Thrips are tiny, slender insects with fringed wings that feed on the sap of garden plants. Damaged plant leaves may turn pale, become splotchy, progressing to a silvery color, and then die. More dangerous than damaged tissue though is the plant viruses often spread when the thrips feed. Controlling thrips is the best management strategy versus trying to get rid of them altogether. Spraying insecticides on plants will kill not only the harmful thrips but also beneficial insects. Sticky traps – in yellow or blue – and pruning infected plant tissues are good options for mechanical control; diatomaceous earth can be applied to the underside of leaves if necessary.
One of the most common tomato garden pests, tomato hornworms are found in gardens all throughout the United States. These pesky green caterpillars can devastate an entire tomato crop in record time. Their light green color provides fantastic camouflage, making them difficult to spot on foliage. Tomato hornworms can grow up to 5” long and feed voraciously, eating through plant leaves and fruit rapidly. Removing pests by hand is the most effective method for control. The tomato hornworm caterpillars are not dangerous and do not sting/bite. Ladybugs and green lacewings make great natural predators by feeding on the young caterpillar larvae. Applying insecticides is usually not necessary; however, spinosad and insecticidal soaps are good options if needed as a last resort.
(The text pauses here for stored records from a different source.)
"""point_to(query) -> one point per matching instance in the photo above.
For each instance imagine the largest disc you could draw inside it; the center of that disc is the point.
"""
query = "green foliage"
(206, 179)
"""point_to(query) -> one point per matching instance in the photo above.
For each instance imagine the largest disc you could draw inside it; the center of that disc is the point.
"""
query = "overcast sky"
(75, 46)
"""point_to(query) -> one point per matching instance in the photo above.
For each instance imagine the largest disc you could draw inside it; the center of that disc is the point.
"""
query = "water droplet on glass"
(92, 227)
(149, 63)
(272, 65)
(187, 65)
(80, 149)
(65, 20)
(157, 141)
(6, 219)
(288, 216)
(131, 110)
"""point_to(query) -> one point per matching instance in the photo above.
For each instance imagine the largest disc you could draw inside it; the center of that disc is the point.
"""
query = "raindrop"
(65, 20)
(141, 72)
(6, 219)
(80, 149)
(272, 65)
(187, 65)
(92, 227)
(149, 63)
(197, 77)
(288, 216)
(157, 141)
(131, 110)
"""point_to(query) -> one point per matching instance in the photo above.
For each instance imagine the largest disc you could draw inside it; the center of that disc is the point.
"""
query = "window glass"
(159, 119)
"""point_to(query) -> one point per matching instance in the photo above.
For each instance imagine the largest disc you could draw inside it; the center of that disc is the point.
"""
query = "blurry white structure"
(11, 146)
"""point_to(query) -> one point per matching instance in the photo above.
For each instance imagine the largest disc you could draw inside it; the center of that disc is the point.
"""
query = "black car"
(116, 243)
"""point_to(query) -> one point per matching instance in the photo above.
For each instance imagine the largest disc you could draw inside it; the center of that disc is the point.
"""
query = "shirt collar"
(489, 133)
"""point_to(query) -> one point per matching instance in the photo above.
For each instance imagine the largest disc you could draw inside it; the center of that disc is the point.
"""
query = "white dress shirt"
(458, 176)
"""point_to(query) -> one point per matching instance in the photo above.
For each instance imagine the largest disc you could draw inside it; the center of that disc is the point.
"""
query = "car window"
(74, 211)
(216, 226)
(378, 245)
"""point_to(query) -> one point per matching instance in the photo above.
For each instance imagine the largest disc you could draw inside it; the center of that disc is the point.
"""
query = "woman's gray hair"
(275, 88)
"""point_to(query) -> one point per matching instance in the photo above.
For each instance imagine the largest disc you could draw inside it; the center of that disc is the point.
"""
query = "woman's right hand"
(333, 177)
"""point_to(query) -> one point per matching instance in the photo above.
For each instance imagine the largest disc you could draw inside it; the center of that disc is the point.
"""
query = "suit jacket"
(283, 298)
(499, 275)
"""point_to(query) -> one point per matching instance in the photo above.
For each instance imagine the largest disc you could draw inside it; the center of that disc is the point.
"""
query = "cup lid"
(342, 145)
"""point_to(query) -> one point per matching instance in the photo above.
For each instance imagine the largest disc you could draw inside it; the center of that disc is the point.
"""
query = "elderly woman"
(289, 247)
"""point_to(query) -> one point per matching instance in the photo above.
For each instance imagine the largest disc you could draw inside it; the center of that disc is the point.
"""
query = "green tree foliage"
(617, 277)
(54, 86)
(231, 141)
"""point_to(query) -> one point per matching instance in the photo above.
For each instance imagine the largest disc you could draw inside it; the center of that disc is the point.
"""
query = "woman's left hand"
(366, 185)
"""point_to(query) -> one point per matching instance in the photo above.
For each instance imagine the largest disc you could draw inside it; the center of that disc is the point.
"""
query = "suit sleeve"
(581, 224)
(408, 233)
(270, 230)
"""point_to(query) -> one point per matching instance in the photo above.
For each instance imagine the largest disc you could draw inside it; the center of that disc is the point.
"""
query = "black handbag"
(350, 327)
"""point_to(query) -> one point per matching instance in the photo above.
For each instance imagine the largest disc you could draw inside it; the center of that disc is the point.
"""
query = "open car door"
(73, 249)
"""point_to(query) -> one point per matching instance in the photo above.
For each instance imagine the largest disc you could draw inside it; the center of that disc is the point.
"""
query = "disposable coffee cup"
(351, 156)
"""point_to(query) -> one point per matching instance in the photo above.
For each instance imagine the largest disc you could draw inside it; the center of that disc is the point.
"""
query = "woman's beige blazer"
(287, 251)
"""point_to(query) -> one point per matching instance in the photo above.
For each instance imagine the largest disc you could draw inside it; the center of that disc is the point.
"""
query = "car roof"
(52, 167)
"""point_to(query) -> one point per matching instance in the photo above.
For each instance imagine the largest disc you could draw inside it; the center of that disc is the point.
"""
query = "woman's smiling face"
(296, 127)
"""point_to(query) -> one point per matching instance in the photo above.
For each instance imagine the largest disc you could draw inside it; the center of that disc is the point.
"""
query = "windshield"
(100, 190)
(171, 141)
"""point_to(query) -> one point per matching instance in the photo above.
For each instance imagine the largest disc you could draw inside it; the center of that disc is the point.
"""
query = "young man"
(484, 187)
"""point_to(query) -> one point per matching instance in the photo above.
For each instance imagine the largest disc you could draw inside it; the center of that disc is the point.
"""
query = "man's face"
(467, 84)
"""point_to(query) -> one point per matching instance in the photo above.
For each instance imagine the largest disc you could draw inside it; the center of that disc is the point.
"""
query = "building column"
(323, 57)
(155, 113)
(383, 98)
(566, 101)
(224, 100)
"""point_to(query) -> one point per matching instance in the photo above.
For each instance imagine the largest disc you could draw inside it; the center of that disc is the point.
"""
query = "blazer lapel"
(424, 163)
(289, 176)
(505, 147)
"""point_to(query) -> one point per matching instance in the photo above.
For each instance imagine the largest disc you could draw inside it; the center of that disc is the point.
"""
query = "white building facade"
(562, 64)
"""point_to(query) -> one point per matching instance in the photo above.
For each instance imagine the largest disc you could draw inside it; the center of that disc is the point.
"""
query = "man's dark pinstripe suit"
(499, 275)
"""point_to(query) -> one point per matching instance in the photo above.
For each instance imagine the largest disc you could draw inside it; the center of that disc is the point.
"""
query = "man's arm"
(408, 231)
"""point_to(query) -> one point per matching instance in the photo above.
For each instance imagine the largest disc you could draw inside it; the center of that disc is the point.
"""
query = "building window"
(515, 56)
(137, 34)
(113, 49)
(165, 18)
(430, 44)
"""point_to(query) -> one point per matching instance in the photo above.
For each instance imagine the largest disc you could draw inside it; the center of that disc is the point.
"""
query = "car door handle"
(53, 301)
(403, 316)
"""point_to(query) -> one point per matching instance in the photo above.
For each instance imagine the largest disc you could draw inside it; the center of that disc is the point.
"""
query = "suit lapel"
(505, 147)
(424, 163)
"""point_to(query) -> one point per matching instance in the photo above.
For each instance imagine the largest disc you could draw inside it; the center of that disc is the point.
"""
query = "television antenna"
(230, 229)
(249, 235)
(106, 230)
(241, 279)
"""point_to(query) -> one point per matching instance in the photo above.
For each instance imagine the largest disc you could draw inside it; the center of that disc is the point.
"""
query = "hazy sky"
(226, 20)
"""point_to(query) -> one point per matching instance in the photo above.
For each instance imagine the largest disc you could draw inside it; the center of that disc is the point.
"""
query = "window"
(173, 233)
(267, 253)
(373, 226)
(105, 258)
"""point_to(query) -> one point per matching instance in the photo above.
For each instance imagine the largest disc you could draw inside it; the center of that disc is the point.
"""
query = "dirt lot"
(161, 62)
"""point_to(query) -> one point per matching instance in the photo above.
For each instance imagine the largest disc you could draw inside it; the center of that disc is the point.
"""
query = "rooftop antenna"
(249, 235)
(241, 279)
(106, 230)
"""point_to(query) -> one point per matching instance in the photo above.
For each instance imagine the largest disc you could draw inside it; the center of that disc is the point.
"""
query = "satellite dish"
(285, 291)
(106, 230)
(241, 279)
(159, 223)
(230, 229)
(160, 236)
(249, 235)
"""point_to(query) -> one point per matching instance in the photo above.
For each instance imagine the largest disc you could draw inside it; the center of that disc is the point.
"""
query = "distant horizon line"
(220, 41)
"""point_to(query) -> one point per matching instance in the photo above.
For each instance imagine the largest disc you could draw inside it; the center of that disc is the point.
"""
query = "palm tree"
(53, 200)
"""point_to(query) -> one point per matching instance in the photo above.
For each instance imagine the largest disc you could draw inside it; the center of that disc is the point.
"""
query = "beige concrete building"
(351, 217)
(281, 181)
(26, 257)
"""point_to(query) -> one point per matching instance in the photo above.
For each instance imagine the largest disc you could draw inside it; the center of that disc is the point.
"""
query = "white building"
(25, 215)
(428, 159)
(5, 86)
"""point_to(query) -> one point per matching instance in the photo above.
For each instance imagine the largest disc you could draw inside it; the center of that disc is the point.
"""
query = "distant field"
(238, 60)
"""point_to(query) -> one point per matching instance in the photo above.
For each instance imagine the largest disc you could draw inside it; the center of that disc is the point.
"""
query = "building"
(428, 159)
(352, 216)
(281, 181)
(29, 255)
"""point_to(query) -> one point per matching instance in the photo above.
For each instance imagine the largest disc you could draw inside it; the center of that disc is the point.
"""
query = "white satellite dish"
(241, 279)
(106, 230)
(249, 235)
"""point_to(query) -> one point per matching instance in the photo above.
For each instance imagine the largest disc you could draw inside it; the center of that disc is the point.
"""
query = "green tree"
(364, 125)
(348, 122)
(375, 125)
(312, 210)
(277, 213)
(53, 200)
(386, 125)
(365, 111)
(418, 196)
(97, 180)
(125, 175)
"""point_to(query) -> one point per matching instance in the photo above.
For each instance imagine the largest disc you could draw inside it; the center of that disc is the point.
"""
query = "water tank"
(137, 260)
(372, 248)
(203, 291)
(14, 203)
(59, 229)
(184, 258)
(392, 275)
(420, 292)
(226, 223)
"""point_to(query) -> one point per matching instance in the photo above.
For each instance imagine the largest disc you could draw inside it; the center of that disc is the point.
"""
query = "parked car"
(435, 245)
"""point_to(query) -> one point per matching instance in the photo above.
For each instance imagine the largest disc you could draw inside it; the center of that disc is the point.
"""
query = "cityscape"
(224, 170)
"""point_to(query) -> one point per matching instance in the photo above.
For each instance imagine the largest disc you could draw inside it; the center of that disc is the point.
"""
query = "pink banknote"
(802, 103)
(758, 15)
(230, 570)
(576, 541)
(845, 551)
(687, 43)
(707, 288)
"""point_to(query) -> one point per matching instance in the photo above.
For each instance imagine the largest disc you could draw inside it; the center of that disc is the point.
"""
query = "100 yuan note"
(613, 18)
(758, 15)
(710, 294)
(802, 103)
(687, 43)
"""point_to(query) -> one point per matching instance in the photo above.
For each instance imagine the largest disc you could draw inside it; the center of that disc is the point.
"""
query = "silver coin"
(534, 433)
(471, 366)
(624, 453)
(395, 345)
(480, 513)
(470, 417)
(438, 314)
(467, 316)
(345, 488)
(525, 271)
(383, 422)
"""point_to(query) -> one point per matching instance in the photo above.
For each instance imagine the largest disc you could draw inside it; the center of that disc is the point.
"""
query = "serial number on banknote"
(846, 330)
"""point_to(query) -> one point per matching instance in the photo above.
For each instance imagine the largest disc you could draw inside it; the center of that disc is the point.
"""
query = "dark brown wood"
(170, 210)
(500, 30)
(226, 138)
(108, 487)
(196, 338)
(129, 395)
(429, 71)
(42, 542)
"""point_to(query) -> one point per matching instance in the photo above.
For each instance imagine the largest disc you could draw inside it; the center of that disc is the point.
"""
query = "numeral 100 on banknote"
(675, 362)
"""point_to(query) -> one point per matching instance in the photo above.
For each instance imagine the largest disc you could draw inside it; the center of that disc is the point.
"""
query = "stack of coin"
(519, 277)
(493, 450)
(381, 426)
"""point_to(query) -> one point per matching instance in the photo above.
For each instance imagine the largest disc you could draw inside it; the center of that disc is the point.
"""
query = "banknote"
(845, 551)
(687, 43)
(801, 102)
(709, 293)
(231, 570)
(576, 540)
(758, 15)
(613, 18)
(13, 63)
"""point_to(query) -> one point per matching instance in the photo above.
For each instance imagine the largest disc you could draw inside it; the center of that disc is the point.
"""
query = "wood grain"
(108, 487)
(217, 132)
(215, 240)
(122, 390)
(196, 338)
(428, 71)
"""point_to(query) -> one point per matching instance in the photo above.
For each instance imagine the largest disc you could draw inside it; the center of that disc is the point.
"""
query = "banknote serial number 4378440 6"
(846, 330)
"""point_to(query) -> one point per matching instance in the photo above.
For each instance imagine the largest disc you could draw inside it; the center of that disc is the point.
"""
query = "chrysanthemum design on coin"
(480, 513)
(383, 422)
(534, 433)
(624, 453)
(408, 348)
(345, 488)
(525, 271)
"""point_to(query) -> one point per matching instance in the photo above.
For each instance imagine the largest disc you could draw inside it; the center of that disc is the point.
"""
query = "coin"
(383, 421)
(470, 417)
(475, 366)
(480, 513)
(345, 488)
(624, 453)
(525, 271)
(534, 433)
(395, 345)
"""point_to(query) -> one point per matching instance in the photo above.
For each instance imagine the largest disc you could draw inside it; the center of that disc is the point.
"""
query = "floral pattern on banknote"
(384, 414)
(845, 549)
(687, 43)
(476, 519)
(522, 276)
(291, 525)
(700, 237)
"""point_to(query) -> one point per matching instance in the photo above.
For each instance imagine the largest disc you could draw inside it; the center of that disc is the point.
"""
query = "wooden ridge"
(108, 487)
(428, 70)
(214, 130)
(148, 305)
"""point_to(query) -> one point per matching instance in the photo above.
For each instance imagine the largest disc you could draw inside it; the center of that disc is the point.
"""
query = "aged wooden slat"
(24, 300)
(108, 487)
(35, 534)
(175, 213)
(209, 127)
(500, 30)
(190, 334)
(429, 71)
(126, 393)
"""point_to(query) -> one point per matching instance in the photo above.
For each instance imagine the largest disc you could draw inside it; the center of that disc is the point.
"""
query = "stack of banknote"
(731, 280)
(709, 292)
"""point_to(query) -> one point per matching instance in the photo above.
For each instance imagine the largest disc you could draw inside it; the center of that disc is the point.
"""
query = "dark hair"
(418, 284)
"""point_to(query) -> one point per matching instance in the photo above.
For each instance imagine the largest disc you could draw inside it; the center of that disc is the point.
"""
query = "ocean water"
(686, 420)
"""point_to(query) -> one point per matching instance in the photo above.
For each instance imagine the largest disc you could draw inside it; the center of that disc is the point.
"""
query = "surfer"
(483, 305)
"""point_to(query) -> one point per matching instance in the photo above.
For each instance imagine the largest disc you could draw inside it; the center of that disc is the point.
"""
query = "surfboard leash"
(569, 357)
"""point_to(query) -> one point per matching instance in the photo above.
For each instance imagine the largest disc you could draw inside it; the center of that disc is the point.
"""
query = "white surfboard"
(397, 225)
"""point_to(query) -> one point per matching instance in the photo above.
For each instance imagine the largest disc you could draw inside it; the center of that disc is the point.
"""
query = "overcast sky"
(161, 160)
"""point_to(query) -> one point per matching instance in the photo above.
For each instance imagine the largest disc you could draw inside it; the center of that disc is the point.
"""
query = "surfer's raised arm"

Insects aren’t the only living enemies of garden plants. Animals such as raccoons, rabbits, deer and birds are notorious for sneaking in and scavenging fruits and veggies just before harvest. Putting up fencing around the perimeter of the garden is a good deterrent for keeping animals out. Keep in mind that fencing may need to be placed down into the soil to prevent animals from burrowing under the barrier. Some of the best animal repellents are essential oils, urine of known predators, and other offensive odors. It is also possible to scare away animals by startling them with motion activated sprinklers, flash tape, or brightly colored balloons.
Many of the common garden pests share pest management methods. For the best control of pests it is key to encourage beneficial insect species in the garden: ladybugs, lacewings, spiders, beetles, and wasps. To keep the infestation from spreading to other plants, removing the pests by hand is a great initial strategy. If the attack is too widespread, remove infected plant parts, sprinkle diatomaceous earth around the base of plants, and/or apply Spinosad, a bio-pesticide that protects many of the beneficial insects.